In 1887 the paramount chief of Ngāti Tūwharetoa, Te Heuheu Tūkino IV, permitted use of the tribe's land including the sacred mountain peaks of Ruapehu, Ngauruhoe and Tongariro – to the people of New Zealand. The agreement was to ensure the area's protection for all time, for all people.

In the early 20th century, the approach to Whakapapa was only for the fit and strong. There were miles upon miles of wild country to cross on foot or horseback, wild rivers to ford and mountainous terrain to navigate. Climbers Bill Mead and Bernard Drake imported the first skis seen in the North Island in 1913, and in July of that year were the first to attempt to ski on Mount Ruapehu. They realised the Whakapapa Valley was "much better than any other area of Ruapehu for skiing as well as for summer parties, if it could only be given road access and huts." In 1919 Bill Mead persuaded the Department of Tourist and Health Resorts to pay for an access road to Whakapapa. The new 'highway' was pushed through towards Mt Ruapehu with the help of labour from the Whakapapa prison camp early in 1925 under the supervision of Dave Dunlop, and in 1925 Sir James Gunson drove the first car to Whakapapa. The Ruapehu Ski Club built a collection of huts, which became Whakapapa Village.

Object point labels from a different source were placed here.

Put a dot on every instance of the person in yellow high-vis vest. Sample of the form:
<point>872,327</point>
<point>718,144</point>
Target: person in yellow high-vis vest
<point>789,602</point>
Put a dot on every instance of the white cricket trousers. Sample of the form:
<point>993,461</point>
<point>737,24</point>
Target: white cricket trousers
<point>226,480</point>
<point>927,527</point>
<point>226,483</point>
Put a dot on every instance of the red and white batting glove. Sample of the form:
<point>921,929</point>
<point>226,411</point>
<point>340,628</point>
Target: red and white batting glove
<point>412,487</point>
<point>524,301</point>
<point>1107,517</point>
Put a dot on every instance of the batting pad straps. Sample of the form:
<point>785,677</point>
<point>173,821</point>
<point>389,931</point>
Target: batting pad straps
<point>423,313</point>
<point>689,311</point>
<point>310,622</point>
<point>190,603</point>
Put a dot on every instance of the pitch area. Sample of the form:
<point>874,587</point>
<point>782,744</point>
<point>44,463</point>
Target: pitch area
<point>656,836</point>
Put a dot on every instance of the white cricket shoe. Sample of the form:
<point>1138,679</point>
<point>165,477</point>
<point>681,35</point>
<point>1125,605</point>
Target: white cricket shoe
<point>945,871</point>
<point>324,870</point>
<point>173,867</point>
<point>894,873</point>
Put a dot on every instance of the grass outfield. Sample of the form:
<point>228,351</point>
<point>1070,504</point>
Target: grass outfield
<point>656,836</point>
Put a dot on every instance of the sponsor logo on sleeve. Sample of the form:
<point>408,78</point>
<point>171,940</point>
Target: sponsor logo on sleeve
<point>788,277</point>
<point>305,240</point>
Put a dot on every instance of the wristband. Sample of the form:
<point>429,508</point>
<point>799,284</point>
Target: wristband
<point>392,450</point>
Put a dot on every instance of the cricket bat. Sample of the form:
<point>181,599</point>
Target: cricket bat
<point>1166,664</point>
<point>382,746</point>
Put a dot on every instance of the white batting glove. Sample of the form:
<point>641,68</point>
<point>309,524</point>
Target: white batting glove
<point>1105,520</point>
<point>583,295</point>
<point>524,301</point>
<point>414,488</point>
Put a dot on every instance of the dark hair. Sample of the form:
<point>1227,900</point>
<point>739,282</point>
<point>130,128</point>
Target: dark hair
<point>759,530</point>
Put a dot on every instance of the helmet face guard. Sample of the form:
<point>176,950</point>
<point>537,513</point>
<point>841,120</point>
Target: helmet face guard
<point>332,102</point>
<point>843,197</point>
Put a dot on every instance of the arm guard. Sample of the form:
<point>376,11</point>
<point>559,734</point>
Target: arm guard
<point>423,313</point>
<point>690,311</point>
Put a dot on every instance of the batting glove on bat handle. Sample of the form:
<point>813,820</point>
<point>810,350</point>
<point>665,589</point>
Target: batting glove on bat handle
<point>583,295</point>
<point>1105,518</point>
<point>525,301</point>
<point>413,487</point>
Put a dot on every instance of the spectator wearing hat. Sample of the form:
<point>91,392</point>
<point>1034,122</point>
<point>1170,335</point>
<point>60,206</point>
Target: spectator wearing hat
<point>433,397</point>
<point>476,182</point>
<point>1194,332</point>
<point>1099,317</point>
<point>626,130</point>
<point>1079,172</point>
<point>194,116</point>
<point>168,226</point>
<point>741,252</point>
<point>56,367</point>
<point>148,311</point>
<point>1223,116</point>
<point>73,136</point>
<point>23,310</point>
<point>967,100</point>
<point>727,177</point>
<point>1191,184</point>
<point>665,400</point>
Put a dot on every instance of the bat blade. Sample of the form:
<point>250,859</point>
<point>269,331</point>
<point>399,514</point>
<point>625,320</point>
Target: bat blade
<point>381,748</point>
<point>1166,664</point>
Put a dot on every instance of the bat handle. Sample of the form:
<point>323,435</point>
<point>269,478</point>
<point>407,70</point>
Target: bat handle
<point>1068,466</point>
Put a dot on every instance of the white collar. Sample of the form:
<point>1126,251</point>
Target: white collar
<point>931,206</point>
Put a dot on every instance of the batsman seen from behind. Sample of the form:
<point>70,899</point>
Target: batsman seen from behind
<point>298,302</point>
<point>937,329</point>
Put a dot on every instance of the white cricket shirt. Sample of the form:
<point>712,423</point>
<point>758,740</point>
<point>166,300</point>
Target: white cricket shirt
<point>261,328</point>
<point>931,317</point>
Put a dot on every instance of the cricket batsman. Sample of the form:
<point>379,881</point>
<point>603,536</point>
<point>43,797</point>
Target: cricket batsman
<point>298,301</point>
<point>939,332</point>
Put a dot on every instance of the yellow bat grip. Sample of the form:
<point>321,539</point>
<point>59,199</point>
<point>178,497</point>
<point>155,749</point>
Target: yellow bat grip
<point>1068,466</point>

In 1929, the Chateau Tongariro was constructed in the village.

==Features==
- Chateau Tongariro, a former hotel constructed in 1929, listed as a Category 1 historic place by Heritage New Zealand.
- Fergusson Cottage Complex, listed as a Category 2 historic place by Heritage New Zealand.
- Skotel Alpine Resort, a ski resort constructed in the mid-1980s.
- Tongariro National Park Visitor Centre. The visitor centre includes a bust of Te Heuheu Tūkino IV, the paramount chief of Ngāti Tūwharetoa at the time of the creation of Tongariro National Park.

== Recreation ==

The Whakapapa skifield is located to the south of Whakapapa Village. A number of walking tracks are found in the Whakapapa Village area, including the Mounds Walk, Ridge Track and Silica Rapids Walk.